We’ve all been guilty of it – you pull into the parking area of your favorite spot, pull the gear out of your pickup, walk to the same hole that you always have success in, and you fish the same seam, catch a few fish, and call it good, all while ignoring many other potential spots. You catch fish, but you’re truly limiting yourself. Trout are creatures of habit – they like depth changes, current edges, and structure. These places naturally give them cover, collect food, and make them happy campers in general. These places also attract anglers – plenty of them, and often good ones. After the same fish have been pounded with the same 6 mayfly patterns below a Thingamabobber over and over, day after day, they get smart. Most tailwater fish are a prime example of this – they either become ultra-selective, or they move shop and find a new place to kick it. Big fish are especially notorious for this, and I’ve seen it happen again and again on one of our our local tailwaters. The fish in the obvious holes are nearly impossible to catch most days, with the exceptions of miraculous hatches, but many anglers will happily go flail the obvious holes for a few hours, not catch anything, and proceed to say that the fish weren’t biting that day or they didn’t have the magic fly. Guiding, however, it’s your job to get people into fish, and that’s what my clients expect. So, my solution is to fish all the water that everyone else ignores, and it’s saved many a day for me. Fish like seams and current changes regardless of how deep they are, and many of the largest trout I’ve caught have been in less than 2 feet of water, so don’t overlook current seams in riffles, pocket water, and shallower runs. Also, fish in fast water are exponentially easier to
catch hook, because they have a split second to decide whether or not to eat something before the current sweeps it by them.
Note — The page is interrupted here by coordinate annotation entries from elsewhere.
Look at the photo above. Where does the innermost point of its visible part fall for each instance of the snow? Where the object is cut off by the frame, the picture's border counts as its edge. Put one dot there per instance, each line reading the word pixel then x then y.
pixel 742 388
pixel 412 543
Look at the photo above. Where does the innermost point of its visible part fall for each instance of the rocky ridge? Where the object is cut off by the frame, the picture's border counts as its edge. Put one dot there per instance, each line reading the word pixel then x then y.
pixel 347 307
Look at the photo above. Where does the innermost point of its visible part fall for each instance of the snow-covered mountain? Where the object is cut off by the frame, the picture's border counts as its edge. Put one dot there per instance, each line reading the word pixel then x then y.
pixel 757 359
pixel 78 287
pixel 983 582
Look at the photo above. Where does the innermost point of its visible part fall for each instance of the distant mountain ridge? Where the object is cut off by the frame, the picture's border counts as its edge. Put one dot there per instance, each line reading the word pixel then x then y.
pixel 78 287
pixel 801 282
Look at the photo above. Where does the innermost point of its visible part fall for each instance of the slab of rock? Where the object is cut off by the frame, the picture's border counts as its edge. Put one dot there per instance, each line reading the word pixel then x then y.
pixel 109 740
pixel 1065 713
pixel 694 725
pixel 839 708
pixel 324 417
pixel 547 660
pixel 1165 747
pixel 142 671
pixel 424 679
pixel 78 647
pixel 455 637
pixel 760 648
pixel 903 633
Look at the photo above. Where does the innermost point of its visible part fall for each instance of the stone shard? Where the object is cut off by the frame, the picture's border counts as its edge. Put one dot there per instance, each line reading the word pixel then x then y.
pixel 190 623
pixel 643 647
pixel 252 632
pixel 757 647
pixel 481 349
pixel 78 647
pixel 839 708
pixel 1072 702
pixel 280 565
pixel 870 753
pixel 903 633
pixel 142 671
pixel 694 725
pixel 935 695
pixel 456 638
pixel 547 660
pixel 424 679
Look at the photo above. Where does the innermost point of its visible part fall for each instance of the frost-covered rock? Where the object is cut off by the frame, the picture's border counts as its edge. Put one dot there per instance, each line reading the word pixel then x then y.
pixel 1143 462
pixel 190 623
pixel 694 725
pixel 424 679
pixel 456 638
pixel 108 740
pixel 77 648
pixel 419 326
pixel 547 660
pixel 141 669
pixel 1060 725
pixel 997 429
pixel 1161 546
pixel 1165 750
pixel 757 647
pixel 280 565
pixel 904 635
They’ll eat bigger flies, on heavier tippet, and they seldom refuse flies, as long as it’s something that remotely resembles some variety of aquatic insect. I’ve had days where my clients were fishing size 12’s and 4X to willing fish, and other anglers were fishing 22’s and 7X to fish that seemingly had lockjaw. It’s saved a lot of days out on the water for me to say the least.
Walk past your favorite holes, go where the trail stops, and fish the “tweener” water – you won’t regret it!